I have to admit, however, there are even some limits to the internet. I'm pretty sure my geocities webpage from 1997 consisting of an all cap "Welcome to Victor's Home Page" greeting, lime greenback background, a picture of Mr. T and a free web counter is lost forever.

Monday, June 01, 2009

A Petty Distinction

Lori Petty was arrested on suspicion of a DUI after she hit some skate border the other day. While all this is undoubtedly a negative experience for Petty; for someone with as faded a career as her, the old maxim: "there's no such thing as bad press" couldn't be truer. I had completely forgotten about her existance for probably a couple of years until I caught the headline on yahoo! late yesterday night. Also, going by the recent pictures, I suspect that she may be dying her hair and becoming Joan Jett on the weekends (I suspected she was also Susan Powter but apparently Susan re-started the insanity and is now sporting multi-colored dreds). The thing that really caught my eye was how the headline ran along the lines of: "Point Break Actress Arrested for DUI". The AP article that most online news outlets link to also introduce her as "'Point Break' actress Lori Petty."

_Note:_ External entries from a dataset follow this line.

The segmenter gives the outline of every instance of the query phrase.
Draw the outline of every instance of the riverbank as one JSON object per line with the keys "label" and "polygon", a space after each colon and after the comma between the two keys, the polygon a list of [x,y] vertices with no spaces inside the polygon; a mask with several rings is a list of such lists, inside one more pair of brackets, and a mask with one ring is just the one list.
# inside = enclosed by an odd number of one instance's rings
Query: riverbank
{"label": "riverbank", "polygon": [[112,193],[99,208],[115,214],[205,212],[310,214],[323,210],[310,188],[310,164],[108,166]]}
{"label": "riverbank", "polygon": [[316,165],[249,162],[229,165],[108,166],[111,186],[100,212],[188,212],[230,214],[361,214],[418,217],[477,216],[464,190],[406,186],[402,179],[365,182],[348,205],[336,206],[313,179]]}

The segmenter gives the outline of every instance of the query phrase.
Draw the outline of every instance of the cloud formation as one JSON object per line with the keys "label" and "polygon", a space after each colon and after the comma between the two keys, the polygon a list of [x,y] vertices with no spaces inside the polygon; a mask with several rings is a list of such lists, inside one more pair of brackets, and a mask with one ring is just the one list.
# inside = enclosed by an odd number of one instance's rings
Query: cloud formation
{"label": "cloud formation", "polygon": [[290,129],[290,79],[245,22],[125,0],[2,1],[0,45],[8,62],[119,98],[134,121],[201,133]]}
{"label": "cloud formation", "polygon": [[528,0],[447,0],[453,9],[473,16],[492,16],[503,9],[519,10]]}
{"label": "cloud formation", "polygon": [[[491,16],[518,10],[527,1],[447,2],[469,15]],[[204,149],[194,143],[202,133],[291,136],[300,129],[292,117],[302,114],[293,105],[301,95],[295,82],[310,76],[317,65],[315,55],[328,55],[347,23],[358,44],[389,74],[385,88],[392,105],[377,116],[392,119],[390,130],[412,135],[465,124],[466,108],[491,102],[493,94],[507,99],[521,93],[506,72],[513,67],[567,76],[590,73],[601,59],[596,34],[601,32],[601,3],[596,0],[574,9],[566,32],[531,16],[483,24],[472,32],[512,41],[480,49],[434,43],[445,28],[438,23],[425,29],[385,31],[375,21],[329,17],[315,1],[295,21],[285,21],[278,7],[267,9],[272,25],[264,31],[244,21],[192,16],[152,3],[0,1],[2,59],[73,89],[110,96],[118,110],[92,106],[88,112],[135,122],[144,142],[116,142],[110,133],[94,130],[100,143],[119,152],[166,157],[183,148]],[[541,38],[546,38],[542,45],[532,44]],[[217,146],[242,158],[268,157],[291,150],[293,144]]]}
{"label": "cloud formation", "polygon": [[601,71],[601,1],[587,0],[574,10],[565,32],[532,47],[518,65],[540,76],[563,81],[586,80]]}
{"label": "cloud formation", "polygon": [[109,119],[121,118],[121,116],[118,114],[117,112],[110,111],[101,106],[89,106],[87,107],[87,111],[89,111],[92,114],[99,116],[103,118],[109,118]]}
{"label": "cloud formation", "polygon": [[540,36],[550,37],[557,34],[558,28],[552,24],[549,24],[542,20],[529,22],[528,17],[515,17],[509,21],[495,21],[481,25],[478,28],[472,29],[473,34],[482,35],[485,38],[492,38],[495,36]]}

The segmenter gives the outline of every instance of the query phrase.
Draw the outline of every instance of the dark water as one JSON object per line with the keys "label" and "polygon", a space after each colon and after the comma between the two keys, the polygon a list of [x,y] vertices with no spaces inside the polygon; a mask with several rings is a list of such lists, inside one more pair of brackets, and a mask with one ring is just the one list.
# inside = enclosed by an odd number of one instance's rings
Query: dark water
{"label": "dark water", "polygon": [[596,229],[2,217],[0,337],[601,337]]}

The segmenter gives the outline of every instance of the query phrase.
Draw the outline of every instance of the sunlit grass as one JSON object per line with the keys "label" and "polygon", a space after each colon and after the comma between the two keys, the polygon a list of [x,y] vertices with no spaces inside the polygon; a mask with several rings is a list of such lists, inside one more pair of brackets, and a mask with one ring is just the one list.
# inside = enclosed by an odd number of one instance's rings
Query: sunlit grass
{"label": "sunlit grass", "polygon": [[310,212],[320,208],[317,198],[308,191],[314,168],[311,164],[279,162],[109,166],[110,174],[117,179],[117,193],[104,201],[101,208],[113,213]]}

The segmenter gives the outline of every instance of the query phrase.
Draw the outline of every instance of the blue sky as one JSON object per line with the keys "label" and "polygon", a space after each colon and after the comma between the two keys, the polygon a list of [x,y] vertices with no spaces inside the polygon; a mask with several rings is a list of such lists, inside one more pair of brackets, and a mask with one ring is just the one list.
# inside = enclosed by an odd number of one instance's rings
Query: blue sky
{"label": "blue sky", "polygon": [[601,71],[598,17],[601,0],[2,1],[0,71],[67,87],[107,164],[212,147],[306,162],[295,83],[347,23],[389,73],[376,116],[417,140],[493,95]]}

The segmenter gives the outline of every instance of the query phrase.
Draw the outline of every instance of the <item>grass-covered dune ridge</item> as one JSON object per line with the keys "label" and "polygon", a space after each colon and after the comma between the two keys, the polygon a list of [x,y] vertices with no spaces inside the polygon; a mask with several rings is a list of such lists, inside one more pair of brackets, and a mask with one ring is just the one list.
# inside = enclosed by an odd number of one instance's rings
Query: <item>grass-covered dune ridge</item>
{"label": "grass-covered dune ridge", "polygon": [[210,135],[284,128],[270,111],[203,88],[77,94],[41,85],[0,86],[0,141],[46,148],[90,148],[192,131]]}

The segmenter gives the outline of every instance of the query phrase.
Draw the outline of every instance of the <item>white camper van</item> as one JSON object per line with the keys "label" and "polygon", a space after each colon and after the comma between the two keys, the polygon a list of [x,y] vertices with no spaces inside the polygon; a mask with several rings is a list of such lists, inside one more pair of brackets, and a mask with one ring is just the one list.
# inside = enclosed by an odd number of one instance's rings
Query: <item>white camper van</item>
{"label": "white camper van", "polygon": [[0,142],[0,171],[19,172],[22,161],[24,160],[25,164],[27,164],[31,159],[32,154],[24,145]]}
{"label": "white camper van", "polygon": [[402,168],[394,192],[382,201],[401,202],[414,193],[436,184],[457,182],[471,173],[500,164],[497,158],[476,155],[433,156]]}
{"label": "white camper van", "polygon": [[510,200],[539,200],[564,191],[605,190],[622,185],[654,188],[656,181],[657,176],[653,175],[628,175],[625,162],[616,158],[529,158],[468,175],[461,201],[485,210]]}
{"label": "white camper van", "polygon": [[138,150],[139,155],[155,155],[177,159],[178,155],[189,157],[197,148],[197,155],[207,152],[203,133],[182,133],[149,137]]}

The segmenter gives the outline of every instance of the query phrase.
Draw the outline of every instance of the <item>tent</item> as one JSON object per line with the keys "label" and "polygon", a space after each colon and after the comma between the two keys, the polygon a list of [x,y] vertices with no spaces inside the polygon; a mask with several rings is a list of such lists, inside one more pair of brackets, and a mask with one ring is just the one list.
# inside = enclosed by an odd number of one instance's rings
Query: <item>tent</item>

I would have to disagree with most of these articles. If there was any definative magnum opus for which Lori Petty should be forever defined by, it has to be "Tank Girl". Every news report, gossip rag, obituary should be identifying her as "'Tank Girl' actress Lori Petty". You might have an outside argument for referring to her as "'A League of Their Own' actress Lori Petty" (which a few outlets have used) but she was merely a supporting character among a wide ensemble cast. Lori Petty was Tank Girl, all 104 terrible and obnoxious minutes of it. Frankly, I'd be more comfortable if the media just referred to her as "Tank Girl" rather than by her actual name.

While I'm sure her recent guest appearances on "House" and "Prison Break" we're solid and I do remember her being the voice of the villain "Livewire" on the Superman cartoon, but barring some sort of highly unlikely career renaissance Ms. Petty's professional zenith was 14 years ago sitting on top of that tank talking to Ice T in some hideous mutant dog costume. I mean if Michael Beck got arrested for a double homicide, would be refer to him as anything but ""The Warriors' actor Michael Beck"? Or if Wes Bentley was found strangled to death in his home would the headline or article not contain the phrase "'American Beauty' actor Wes Bentley"?

One hit wonders are not just limited to music.